The Civil Rights Act of 1871, 42 U.S.C. § 1983, creates no claim that may be asserted against judges acting within their judicial capacities in order to destroy a final judgment of a state court. Brown v. Dunne, supra; Goss v. State of Illinois, 312 F.2d 257 (7th Cir. 1963); Skolnick v. Spolar, 317 F.2d 857 (7th Cir. 1963).

By commencing this civil rights suit in federal court after the adverse ruling of the Illinois Supreme Court and before the United States Supreme Court has had an opportunity to rule on this matter, the plaintiff seeks to thwart the final state court judgment by relitigating in a trial de novo the very issues that had been litigated in the state trial court and on appeal. If this newly proposed appellate procedure is permitted, many state civil cases will not only face chaos but also uncertainty and unenforceability. Mere errors and irregularities occurring in a judicial proceeding are to be differentiated from a situation wherein the proceeding itself is a sham or nullity. Sarelas v. Sheehan, 326 F.2d 490 (7th Cir. 1963), cert. denied 377 U.S. 932, 84 S. Ct. 1334, 12 L. Ed. 2d 296 (1964). The federal courts and the federal civil rights acts do not guarantee a citizen against the loss of a private civil action due to alleged irregularities such as in the instant action in the state court trial and appeal. It is clear that the instant complaint fails to state a proper cause of action because the defendant judges are immune from the instant action because they were merely performing their official judicial duties.[2]

 
II. THIS COURT LACKS JURISDICTION TO ACT AS A COURT OF ERRORS AND APPEALS TO REVIEW THE JUDGMENT OF A STATE SUPREME COURT.

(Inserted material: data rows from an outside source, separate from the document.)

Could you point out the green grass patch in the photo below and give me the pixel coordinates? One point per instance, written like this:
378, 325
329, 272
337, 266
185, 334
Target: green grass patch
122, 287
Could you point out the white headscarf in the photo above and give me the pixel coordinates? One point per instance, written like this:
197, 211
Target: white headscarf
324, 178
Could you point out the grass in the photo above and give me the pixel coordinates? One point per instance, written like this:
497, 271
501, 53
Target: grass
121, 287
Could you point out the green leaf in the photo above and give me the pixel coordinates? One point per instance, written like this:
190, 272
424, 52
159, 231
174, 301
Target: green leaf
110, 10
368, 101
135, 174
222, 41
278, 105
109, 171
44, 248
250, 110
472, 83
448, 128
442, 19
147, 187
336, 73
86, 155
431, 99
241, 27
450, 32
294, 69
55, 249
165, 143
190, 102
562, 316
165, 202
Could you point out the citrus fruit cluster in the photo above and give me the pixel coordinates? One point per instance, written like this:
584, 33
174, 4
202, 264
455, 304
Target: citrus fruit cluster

It appears that the plaintiff in the instant action is seeking to have this Court review the propriety of the judgment of the Illinois Supreme Court, to reverse that judgment and to reinstate the judgment of an intermediate Illinois Appellate Court. This Court is not authorized or competent to perform the function of reviewing state court decisions.

While lower federal courts were given certain power in the Judiciary Act of 1789, they were not given any power to directly review cases from state courts, and they have not been given such powers since that time. Atlantic Coast Line Railroad Co. v. Engineers, 398 U.S. 281, 90 S. Ct. 1739, 26 L. Ed. 2d 234 (1970). Only the Supreme Court is authorized to review on direct appeal the decision of *515 state courts. From the beginning this country has had two essentially separate legal systems. Each system, federal and state, proceeds independently of the other with ultimate review in the United States Supreme Court of federal questions raised in either system.

Even if a state court decision is constitutionally wrong, that does not make the judgment void, it merely leaves it open to reversal or modification in an appropriate and timely appellate proceeding. Unless and until so reversed or modified, it would be an effective and conclusive adjudication. Under the legislation of Congress, no court of the United States other than the United States Supreme Court can entertain a proceeding to reverse or modify a state court judgment which is in error. Rooker v. Fidelity Trust Co., 263 U.S. 413, 44 S. Ct. 149, 68 L. Ed. 362 (1923).

Accordingly, it is hereby ordered that the defendants' motion to dismiss is granted and the cause is dismissed.

NOTES

[1] See Adkins v. Chicago, Rock Island & Pacific Railroad Co., Ill., 301 N.E.2d 729 (1973).

[2] The instant action is clearly distinguishable from the case of Mitchum v. Foster, 407 U.S. 225, 92 S. Ct. 2151, 32 L. Ed. 2d 705 (1972) which the plaintiff heavily relies on. In the instant case, there is no state statute allegedly unconstitutional "on its face"; there is no allegation of bad faith or harassment; the state suit is not a criminal proceeding which by its nature could result in a "chilling effect" on First Amendment rights. The instant state suit was initiated by the plaintiff. Further, there is no pending state proceeding which can be enjoined. The plaintiff in the instant action comes to this court seeking to reverse or to avoid or to nullify a final judgment from the highest state court in Illinois in a civil action.